I found an easier way to do this than google calendar. But it is a little tricky…
First, a few of the limitations…
- You have to speak the time to Google Home as a decimal. You can’t say “o’clock” anywhere in the command to google home, that will screw things up.
- If you can do it by the number of minutes or hours you want a thing to happen for, that is much, MUCH easier.
So, if you want to do either of these from Google Assistant, the first step is in webCoRE, create a piston with the trigger of the virtual device IFTTT. Select a name for it, then copy the Link that webCoRE will give you below the piston.
Now, take that link over to IFTTT. You want to create a new applet with Google Assistant as the “this” part. You want to pick, “Say a simple phrase with a number component.”
In the applet, you want to use a phrase that you will be able to remember and that makes sense. Substitute in the # sign where you will speak the number. Again, this is where using a simple “this many minutes” from now is easier. But you can speak the time as well, it just means that your work will be harder on the backend. For this example, I’ll asumming you’re going to trigger it in so many minutes from now. Here’s an example:
Now, for the “then” part, pick maker webhooks. Paste your URL from webCoRE into the URL field. After the trigger name, in my case “time”, add a question mark and then some argument name you want to use, I have used “minutes”, then an equal sign, then click add ingridient and click number field. There is a CRUCIAL STEP here. IFTTT has put a space automatically between the equal sign and the number field. YOU MUST REMOVE IT or nothing will work. (I won’t tell you how long I fought with that before figuring it out. It was a LONG time). It should look something like this:
Now, back over in your webcore piston, you want to add a variable to capture that number, in my case, I’ve used minutes again. You’ll use the actions of set variable, and you’ll do that by selecting the variable and then the argument entry and then typing in your argument name from IFTTT, in my case “minutes” again.

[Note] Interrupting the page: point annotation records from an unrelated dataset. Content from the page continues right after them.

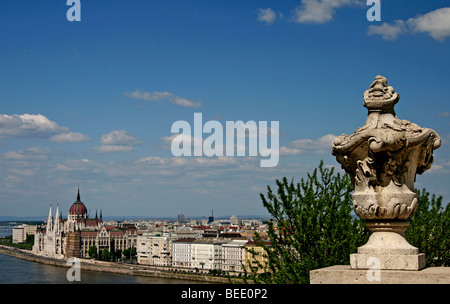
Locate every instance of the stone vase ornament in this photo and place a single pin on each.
(382, 159)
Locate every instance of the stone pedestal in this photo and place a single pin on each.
(343, 274)
(383, 158)
(387, 248)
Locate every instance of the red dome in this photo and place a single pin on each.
(78, 208)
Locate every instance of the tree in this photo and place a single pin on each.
(429, 229)
(312, 226)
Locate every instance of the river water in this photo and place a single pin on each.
(17, 271)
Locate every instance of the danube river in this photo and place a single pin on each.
(17, 271)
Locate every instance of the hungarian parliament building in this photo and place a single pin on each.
(72, 237)
(201, 249)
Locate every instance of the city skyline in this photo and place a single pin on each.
(90, 104)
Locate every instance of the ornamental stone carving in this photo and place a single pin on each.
(383, 158)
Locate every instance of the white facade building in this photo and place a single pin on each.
(182, 252)
(21, 232)
(207, 254)
(233, 255)
(154, 249)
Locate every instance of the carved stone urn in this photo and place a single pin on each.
(382, 159)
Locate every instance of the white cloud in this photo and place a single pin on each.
(37, 125)
(158, 96)
(321, 145)
(74, 137)
(267, 15)
(436, 23)
(319, 11)
(120, 137)
(388, 31)
(28, 125)
(34, 153)
(117, 141)
(112, 148)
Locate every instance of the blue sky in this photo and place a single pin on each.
(91, 103)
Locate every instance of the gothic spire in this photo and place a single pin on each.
(78, 196)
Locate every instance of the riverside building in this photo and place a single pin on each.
(73, 237)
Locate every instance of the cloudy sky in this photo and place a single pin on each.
(91, 103)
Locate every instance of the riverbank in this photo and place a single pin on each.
(127, 269)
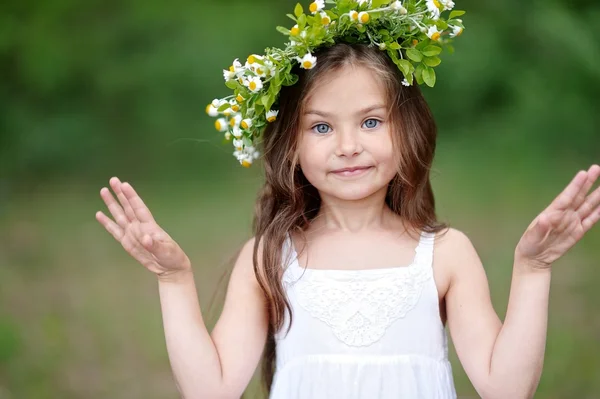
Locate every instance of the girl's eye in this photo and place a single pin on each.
(321, 128)
(371, 123)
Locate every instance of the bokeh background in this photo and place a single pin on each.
(99, 88)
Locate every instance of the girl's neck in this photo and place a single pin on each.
(371, 213)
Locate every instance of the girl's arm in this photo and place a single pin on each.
(217, 365)
(502, 361)
(505, 361)
(205, 366)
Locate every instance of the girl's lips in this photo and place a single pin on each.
(353, 172)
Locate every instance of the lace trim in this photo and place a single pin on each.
(359, 306)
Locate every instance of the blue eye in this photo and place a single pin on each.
(320, 129)
(374, 123)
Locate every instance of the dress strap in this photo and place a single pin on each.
(424, 250)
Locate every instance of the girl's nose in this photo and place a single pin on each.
(348, 143)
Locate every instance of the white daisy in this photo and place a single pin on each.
(228, 75)
(237, 132)
(246, 124)
(221, 124)
(316, 6)
(308, 61)
(456, 30)
(272, 115)
(397, 6)
(238, 144)
(433, 33)
(434, 8)
(364, 17)
(235, 120)
(448, 4)
(211, 110)
(254, 84)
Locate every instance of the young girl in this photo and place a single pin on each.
(349, 281)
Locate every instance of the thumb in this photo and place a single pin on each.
(148, 242)
(542, 228)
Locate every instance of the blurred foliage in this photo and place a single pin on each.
(124, 83)
(90, 89)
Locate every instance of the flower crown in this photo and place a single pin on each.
(411, 32)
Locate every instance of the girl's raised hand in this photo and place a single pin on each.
(137, 231)
(554, 231)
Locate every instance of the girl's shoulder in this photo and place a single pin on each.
(455, 254)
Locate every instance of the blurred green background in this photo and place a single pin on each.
(93, 89)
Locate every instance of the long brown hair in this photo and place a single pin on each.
(288, 203)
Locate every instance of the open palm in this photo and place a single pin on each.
(137, 231)
(566, 220)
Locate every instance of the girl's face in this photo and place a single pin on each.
(345, 126)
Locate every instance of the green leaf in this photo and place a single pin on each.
(232, 84)
(432, 61)
(431, 50)
(283, 30)
(414, 55)
(419, 73)
(302, 21)
(405, 66)
(379, 3)
(456, 13)
(265, 101)
(429, 76)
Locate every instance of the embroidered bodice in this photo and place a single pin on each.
(373, 333)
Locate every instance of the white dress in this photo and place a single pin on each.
(365, 334)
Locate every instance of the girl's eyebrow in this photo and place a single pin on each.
(361, 112)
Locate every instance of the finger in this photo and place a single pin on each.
(141, 211)
(113, 206)
(591, 202)
(592, 176)
(541, 228)
(115, 183)
(566, 199)
(110, 226)
(591, 220)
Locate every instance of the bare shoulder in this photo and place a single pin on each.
(244, 265)
(455, 255)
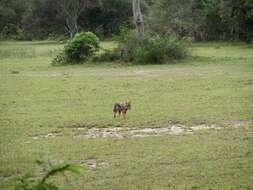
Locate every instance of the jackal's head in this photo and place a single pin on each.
(128, 104)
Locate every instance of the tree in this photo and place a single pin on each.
(138, 18)
(71, 11)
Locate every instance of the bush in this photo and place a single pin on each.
(150, 49)
(81, 47)
(30, 181)
(153, 49)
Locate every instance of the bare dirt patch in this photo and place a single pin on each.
(119, 132)
(94, 164)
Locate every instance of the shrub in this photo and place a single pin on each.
(81, 47)
(149, 49)
(153, 49)
(29, 181)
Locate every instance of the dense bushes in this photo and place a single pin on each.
(81, 47)
(149, 49)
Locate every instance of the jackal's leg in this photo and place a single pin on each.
(124, 115)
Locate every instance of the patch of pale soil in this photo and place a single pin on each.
(127, 132)
(47, 136)
(94, 164)
(145, 132)
(238, 123)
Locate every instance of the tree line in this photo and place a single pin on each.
(201, 20)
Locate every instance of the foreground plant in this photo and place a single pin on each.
(28, 181)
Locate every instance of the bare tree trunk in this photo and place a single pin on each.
(138, 18)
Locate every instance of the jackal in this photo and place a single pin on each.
(121, 108)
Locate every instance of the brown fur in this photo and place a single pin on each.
(119, 108)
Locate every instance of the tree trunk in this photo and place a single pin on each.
(72, 26)
(138, 18)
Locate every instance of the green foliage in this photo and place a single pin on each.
(81, 47)
(13, 32)
(27, 181)
(203, 20)
(149, 49)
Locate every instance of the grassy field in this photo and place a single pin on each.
(213, 86)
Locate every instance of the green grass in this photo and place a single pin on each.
(214, 85)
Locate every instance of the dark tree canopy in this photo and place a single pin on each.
(198, 19)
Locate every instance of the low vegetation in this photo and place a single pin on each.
(47, 110)
(78, 49)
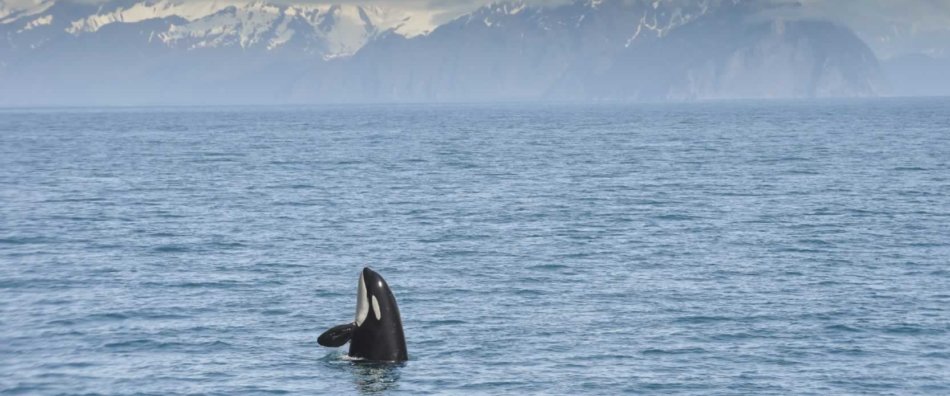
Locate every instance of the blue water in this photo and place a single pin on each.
(708, 248)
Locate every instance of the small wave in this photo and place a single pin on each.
(171, 249)
(675, 351)
(701, 319)
(844, 328)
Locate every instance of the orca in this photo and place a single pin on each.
(376, 334)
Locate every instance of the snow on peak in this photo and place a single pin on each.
(343, 28)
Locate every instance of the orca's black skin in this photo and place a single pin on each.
(374, 338)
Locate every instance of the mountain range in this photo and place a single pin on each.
(139, 52)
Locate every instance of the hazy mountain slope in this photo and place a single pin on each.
(243, 51)
(609, 50)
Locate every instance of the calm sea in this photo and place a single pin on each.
(707, 248)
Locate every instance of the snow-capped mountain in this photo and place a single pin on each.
(325, 29)
(244, 51)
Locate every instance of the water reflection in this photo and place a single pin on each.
(370, 378)
(375, 378)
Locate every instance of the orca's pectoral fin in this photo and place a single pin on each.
(337, 336)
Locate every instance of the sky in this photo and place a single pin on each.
(890, 27)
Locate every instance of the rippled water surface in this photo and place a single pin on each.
(735, 248)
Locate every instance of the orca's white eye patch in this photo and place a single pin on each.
(362, 306)
(379, 316)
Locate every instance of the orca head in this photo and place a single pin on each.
(375, 304)
(376, 334)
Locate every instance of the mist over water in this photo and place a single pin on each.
(726, 247)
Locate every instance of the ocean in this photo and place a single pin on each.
(781, 247)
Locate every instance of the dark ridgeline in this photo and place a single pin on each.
(586, 50)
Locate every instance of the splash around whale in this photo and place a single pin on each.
(376, 334)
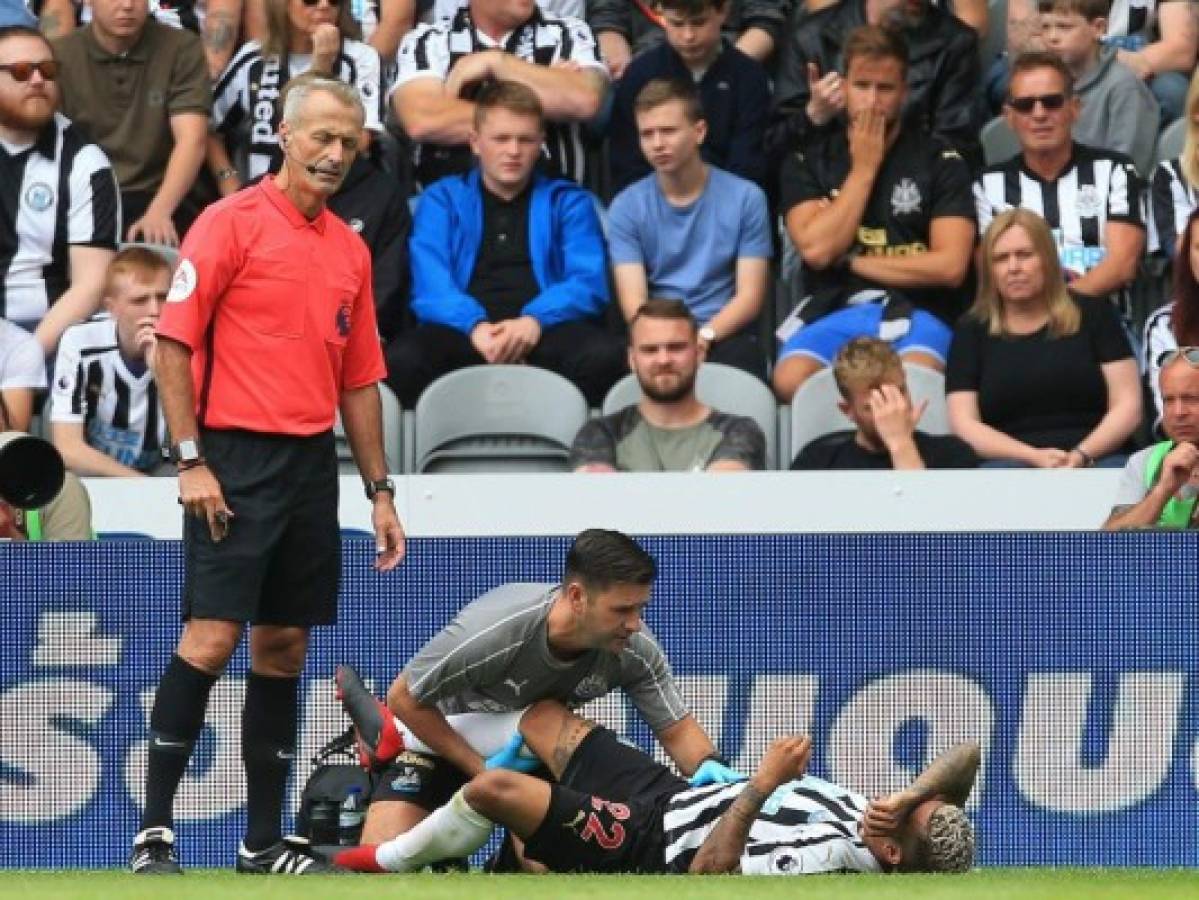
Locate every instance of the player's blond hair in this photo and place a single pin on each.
(866, 362)
(950, 844)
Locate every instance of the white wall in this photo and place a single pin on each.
(767, 502)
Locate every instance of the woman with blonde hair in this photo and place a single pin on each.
(1174, 189)
(301, 35)
(1037, 376)
(1176, 324)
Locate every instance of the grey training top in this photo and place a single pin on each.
(494, 657)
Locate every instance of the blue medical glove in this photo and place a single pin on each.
(715, 772)
(510, 757)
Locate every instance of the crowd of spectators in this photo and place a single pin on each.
(603, 186)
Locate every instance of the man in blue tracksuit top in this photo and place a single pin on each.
(508, 266)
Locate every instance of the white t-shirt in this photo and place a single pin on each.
(22, 363)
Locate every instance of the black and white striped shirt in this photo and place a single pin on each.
(1172, 199)
(431, 50)
(55, 193)
(1157, 339)
(94, 386)
(1096, 187)
(806, 827)
(245, 101)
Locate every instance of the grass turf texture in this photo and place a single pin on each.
(989, 883)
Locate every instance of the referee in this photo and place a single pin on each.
(267, 331)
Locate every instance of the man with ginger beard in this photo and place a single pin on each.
(669, 430)
(1160, 484)
(59, 187)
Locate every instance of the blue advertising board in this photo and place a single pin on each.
(1071, 658)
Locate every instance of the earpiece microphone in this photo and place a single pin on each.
(307, 167)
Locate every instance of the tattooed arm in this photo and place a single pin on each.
(721, 852)
(58, 18)
(222, 25)
(950, 778)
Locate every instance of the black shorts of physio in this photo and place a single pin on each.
(281, 560)
(606, 811)
(425, 780)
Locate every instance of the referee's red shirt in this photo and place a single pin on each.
(277, 310)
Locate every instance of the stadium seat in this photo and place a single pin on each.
(392, 436)
(1170, 140)
(492, 418)
(722, 387)
(163, 249)
(999, 142)
(995, 41)
(814, 411)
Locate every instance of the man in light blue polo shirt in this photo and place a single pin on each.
(692, 231)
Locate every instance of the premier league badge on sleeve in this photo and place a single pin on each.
(182, 285)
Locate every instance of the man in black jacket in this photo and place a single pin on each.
(943, 72)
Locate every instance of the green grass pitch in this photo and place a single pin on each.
(982, 885)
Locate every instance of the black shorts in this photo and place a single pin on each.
(606, 813)
(282, 557)
(425, 780)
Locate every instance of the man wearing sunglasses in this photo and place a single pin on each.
(65, 218)
(1160, 484)
(1092, 198)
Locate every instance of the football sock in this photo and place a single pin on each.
(450, 832)
(175, 722)
(267, 747)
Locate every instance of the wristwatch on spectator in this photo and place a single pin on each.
(386, 484)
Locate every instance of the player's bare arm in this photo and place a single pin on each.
(553, 732)
(785, 759)
(686, 743)
(950, 778)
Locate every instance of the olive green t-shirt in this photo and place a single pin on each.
(627, 442)
(125, 102)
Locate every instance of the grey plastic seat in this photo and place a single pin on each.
(722, 387)
(1170, 140)
(999, 142)
(493, 418)
(392, 439)
(814, 411)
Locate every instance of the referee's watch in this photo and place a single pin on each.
(386, 484)
(187, 453)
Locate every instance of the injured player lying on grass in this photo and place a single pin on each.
(613, 809)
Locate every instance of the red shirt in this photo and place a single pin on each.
(277, 310)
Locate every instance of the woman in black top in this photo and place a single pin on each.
(1037, 376)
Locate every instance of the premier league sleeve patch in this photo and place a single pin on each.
(184, 283)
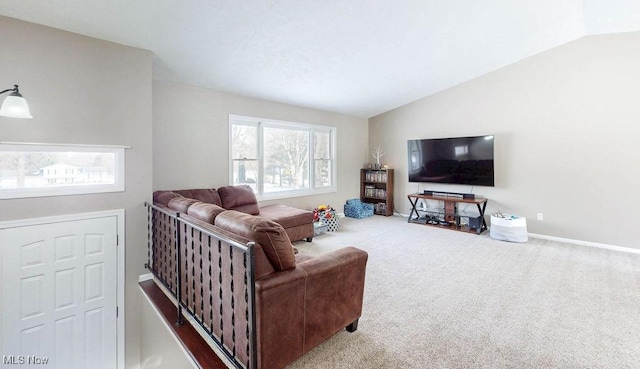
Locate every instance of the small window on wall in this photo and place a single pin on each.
(36, 170)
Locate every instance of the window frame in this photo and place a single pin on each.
(64, 190)
(261, 124)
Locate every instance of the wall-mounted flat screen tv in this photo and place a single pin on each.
(456, 160)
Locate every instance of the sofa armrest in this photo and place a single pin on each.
(299, 308)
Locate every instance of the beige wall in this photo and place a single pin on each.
(84, 91)
(191, 139)
(566, 125)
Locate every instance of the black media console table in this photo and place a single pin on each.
(448, 216)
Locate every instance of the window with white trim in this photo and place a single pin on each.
(282, 159)
(36, 170)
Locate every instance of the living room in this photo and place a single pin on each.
(564, 121)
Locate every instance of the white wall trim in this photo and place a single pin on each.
(572, 241)
(166, 326)
(145, 277)
(61, 218)
(120, 255)
(586, 243)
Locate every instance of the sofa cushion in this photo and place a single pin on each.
(163, 197)
(181, 204)
(209, 195)
(204, 211)
(287, 216)
(240, 198)
(269, 234)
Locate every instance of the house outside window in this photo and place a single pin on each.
(282, 159)
(36, 170)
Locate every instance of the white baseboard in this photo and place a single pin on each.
(586, 243)
(572, 241)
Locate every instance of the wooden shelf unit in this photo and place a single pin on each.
(449, 217)
(376, 187)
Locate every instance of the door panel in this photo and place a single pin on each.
(59, 292)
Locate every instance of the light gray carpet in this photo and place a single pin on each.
(442, 299)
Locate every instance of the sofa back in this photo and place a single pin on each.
(240, 198)
(274, 251)
(209, 195)
(269, 234)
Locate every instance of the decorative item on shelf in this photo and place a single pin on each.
(378, 154)
(327, 216)
(355, 208)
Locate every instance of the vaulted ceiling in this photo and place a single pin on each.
(357, 57)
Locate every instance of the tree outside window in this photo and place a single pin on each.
(281, 158)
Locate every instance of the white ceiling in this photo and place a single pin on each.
(357, 57)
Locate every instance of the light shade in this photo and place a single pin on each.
(15, 106)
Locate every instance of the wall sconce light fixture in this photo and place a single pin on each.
(14, 105)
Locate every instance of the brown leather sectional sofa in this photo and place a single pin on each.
(300, 300)
(297, 223)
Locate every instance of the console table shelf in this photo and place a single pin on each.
(449, 216)
(376, 187)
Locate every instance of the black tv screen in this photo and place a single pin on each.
(457, 160)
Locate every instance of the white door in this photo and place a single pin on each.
(58, 294)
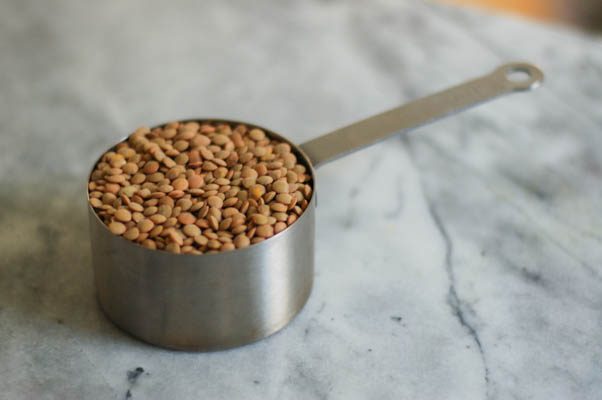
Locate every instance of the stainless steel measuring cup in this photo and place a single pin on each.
(216, 301)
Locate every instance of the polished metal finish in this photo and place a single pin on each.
(422, 111)
(205, 302)
(216, 301)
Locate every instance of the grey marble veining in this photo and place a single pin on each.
(461, 261)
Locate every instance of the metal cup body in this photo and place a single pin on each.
(205, 302)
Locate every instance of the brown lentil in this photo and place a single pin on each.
(199, 188)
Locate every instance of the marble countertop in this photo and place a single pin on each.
(462, 261)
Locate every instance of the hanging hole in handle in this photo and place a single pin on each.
(521, 76)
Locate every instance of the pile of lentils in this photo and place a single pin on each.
(199, 187)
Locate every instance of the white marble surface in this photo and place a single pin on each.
(460, 262)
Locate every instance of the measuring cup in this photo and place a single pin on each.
(217, 301)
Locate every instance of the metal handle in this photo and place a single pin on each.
(509, 78)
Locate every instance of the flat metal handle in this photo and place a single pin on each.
(509, 78)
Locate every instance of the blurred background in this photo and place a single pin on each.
(586, 14)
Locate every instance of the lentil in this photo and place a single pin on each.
(199, 188)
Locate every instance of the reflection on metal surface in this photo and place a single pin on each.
(583, 13)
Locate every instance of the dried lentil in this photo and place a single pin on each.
(199, 187)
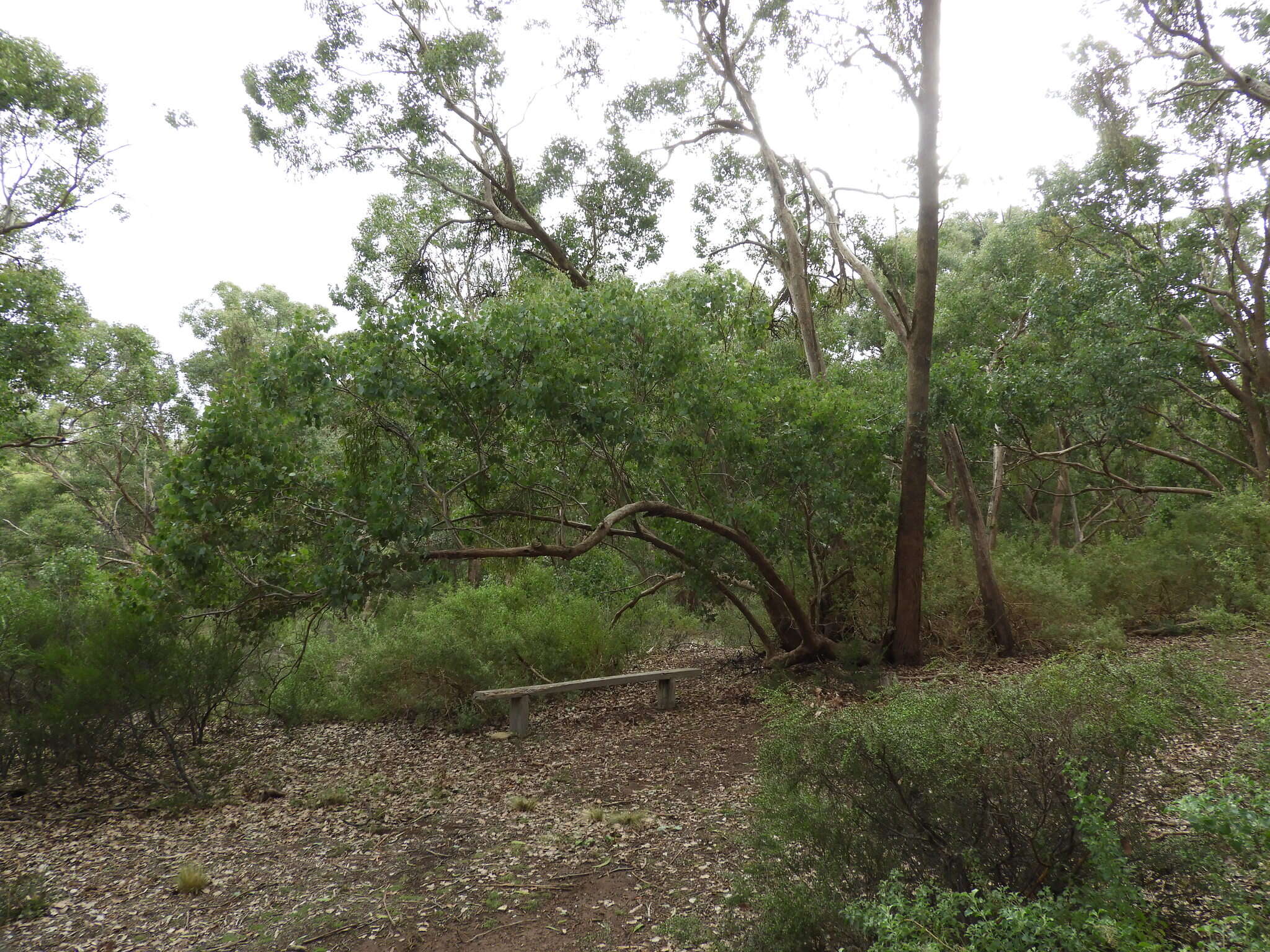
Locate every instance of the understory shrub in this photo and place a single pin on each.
(1196, 566)
(23, 897)
(426, 655)
(1231, 816)
(1048, 609)
(91, 679)
(1191, 559)
(1008, 787)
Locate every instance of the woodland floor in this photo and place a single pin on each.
(393, 838)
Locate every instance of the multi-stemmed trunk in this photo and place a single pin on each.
(906, 594)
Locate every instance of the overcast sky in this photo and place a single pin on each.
(205, 207)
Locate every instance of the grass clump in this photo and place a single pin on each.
(23, 897)
(332, 796)
(425, 655)
(986, 795)
(192, 879)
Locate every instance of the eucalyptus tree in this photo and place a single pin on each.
(1176, 205)
(120, 425)
(239, 328)
(424, 89)
(534, 431)
(713, 97)
(52, 162)
(52, 143)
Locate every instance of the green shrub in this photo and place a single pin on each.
(1231, 816)
(95, 678)
(966, 786)
(23, 897)
(1048, 607)
(426, 655)
(1191, 559)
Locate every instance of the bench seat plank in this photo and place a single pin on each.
(587, 683)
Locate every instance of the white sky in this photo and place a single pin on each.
(205, 207)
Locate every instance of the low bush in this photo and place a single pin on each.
(91, 678)
(425, 655)
(1048, 607)
(970, 786)
(1231, 816)
(23, 897)
(1194, 566)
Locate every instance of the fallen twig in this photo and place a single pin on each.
(505, 926)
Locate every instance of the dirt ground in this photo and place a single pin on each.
(611, 827)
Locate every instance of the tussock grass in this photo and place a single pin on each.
(192, 879)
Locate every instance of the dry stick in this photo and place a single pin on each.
(518, 922)
(333, 932)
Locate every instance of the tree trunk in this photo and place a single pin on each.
(906, 592)
(995, 615)
(1055, 513)
(951, 505)
(998, 488)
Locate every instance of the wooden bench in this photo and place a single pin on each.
(520, 697)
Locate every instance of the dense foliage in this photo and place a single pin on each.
(835, 441)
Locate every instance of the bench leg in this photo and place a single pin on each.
(520, 719)
(666, 695)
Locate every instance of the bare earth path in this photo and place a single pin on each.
(393, 838)
(426, 852)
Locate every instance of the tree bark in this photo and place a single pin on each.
(906, 592)
(995, 615)
(998, 488)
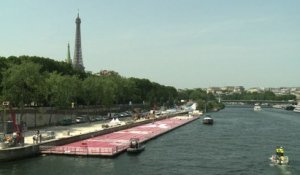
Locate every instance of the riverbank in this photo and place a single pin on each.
(69, 134)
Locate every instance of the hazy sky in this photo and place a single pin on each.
(181, 43)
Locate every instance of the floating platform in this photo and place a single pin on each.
(114, 143)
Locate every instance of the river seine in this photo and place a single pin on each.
(240, 142)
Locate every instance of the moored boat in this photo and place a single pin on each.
(135, 146)
(208, 120)
(297, 108)
(283, 160)
(257, 107)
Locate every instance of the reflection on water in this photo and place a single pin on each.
(240, 142)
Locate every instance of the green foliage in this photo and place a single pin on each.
(23, 84)
(63, 90)
(27, 79)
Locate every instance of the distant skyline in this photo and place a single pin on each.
(180, 43)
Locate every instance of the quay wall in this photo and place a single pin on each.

Then add a wait for that number of minutes.
Then add your actions after that. And voila…you’re done! You can now trigger an action to happen in so many minutes. You can also make it really complicated where an action happens immediately, then another happens after the delay. I do this to turn on lights for so many minutes.
For example, my driveway light. When someone is leaving I always used to forget to turn it off after they were gone. Now I can say to Google Home, turn on driveway light for 10 minutes and it turns on immediately and then off after 10 minutes.
If you want to do it based on a specific time, i can walk through that as well but parsing it is a lot more complicated.